Der nach einem geplatzten Prozess freigelassene Mann aus Alt Rehse (Mecklenburgische Seenplatte), der seine Lebensgefährtin zu Tode gefoltert haben soll, ist wieder in Haft. Der 53-Jährige wurde in einem Dorf bei Neubrandenburg festgenommen, sagte ein Sprecher der Staatsanwaltschaft am Donnerstag. Grundlage sei ein Haftbefehl des Oberlandesgerichtes Mecklenburg-Vorpommern, das eine Fluchtgefahr für gegeben hält. Damit hatte das OLG eine Entscheidung des Landgerichtes von vor gut einer Woche korrigiert.
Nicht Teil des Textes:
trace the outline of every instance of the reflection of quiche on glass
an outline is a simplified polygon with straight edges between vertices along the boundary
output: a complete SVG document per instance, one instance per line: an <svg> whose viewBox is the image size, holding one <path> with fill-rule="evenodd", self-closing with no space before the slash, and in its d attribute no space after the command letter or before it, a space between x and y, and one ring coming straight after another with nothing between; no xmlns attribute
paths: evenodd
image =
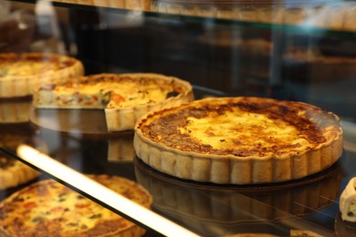
<svg viewBox="0 0 356 237"><path fill-rule="evenodd" d="M152 197L119 176L89 178L150 209ZM0 234L5 236L141 236L145 230L54 180L19 190L0 203Z"/></svg>
<svg viewBox="0 0 356 237"><path fill-rule="evenodd" d="M262 98L205 98L149 113L134 148L152 168L215 183L280 182L317 173L342 154L330 112Z"/></svg>
<svg viewBox="0 0 356 237"><path fill-rule="evenodd" d="M42 85L34 94L38 108L102 108L109 131L133 129L145 113L194 99L184 80L153 73L98 74Z"/></svg>

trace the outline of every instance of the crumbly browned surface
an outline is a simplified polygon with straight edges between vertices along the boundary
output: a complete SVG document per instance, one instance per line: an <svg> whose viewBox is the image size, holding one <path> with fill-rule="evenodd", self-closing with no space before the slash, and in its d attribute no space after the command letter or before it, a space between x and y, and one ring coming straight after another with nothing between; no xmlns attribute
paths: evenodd
<svg viewBox="0 0 356 237"><path fill-rule="evenodd" d="M263 119L273 120L277 127L280 124L281 132L283 132L282 126L295 128L296 136L307 142L302 145L294 140L278 139L276 131L269 131L263 128L265 125L258 124L260 118L257 118L257 123L253 124L236 123L230 126L229 129L225 130L226 138L219 137L219 139L221 143L227 142L228 139L232 139L231 146L223 146L223 148L220 146L215 148L208 143L202 143L193 136L194 131L182 132L180 129L188 128L192 118L196 119L213 118L209 121L215 121L219 127L220 122L228 122L223 119L229 113L233 113L233 117L249 113L262 115L265 118ZM253 118L250 117L251 119ZM206 124L204 128L204 135L211 137L213 140L218 132L210 128L214 128L214 125ZM163 110L149 117L139 129L148 139L183 151L237 157L263 157L271 153L281 156L291 150L299 151L301 146L306 146L304 148L306 149L314 149L336 138L340 131L340 125L334 114L304 103L240 98L230 98L224 103L193 103L180 108ZM229 133L236 136L229 137L227 136ZM257 139L258 142L255 142Z"/></svg>

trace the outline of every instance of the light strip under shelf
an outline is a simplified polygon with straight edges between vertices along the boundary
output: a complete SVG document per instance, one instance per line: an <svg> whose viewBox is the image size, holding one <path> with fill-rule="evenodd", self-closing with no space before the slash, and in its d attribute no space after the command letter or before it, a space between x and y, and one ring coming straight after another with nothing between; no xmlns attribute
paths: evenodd
<svg viewBox="0 0 356 237"><path fill-rule="evenodd" d="M164 236L198 236L182 226L158 215L124 196L106 188L90 180L73 169L55 160L27 145L17 148L18 156L26 163L57 178L58 180L69 184L79 191L87 193L95 200L118 211L124 217L129 217L145 227L152 229Z"/></svg>

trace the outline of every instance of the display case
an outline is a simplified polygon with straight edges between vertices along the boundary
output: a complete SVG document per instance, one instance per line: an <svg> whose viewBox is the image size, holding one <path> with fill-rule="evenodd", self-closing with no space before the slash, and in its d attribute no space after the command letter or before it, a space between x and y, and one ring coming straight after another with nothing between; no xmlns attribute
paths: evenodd
<svg viewBox="0 0 356 237"><path fill-rule="evenodd" d="M195 99L301 101L335 113L342 124L342 156L322 171L277 183L216 184L151 168L136 156L134 132L108 132L102 110L38 109L31 96L1 98L1 155L39 170L37 180L55 179L144 228L147 236L174 236L176 226L201 236L355 235L355 223L342 221L339 207L342 191L356 176L355 2L39 0L0 5L0 53L70 56L82 62L86 75L173 76L192 84ZM0 79L1 74L0 65ZM23 143L74 173L116 175L141 184L153 198L147 215L153 215L155 224L98 199L85 185L78 187L64 179L66 174L56 174L56 167L52 172L24 160L16 153ZM3 190L0 197L36 180ZM293 235L297 231L305 235Z"/></svg>

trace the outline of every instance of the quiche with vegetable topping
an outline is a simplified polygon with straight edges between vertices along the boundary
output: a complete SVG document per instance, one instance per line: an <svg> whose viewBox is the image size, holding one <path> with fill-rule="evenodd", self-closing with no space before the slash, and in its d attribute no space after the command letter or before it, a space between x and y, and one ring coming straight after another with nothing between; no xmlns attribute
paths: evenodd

Prozess nach Besetzungsschwierigkeiten geplatzt

Der Prozess gegen den 53-Jährigen war wegen Besetzungsschwierigkeiten der Kammer geplatzt. In dem Zuge hatte das Landgericht  Neubrandenburg den Angeklagten, der seit  zwei Jahren in Untersuchungshaft war, freigelassen. Die Richter sahen keine Fluchtgefahr und meinten, dass von dem 53-Jährigen keine Gefahr mehr ausgehe. Dagegen legte die Staatsanwaltschaft Beschwerde beim Oberlandesgericht in Rostock ein, dass nun den Haftbefehl erließ.

TV-Sternchen litt an Hunger und Durst und starb

Der 53-Jährige soll seine Lebensgefährtin Sarah H., die als Kandidatin der Kuppelshow „Schwer verliebt“ bundesweit bekannt geworden war, 2016 in seinem Haus im Streit nackt an ein Bett gefesselt und mit einer Peitsche misshandelt haben. Danach ließ er die 32-jährige Frau gefesselt liegen, wo sie Hunger und Durst litt und später starb. Der Mann war im März 2017 wegen Körperverletzung mit Todesfolge und Freiheitsberaubung mit Todesfolge zu fünf Jahren Haft verurteilt worden. Der Bundesgerichtshof hatte einer Revision der Verteidigung stattgegeben und eine Neuverhandlung angeordnet.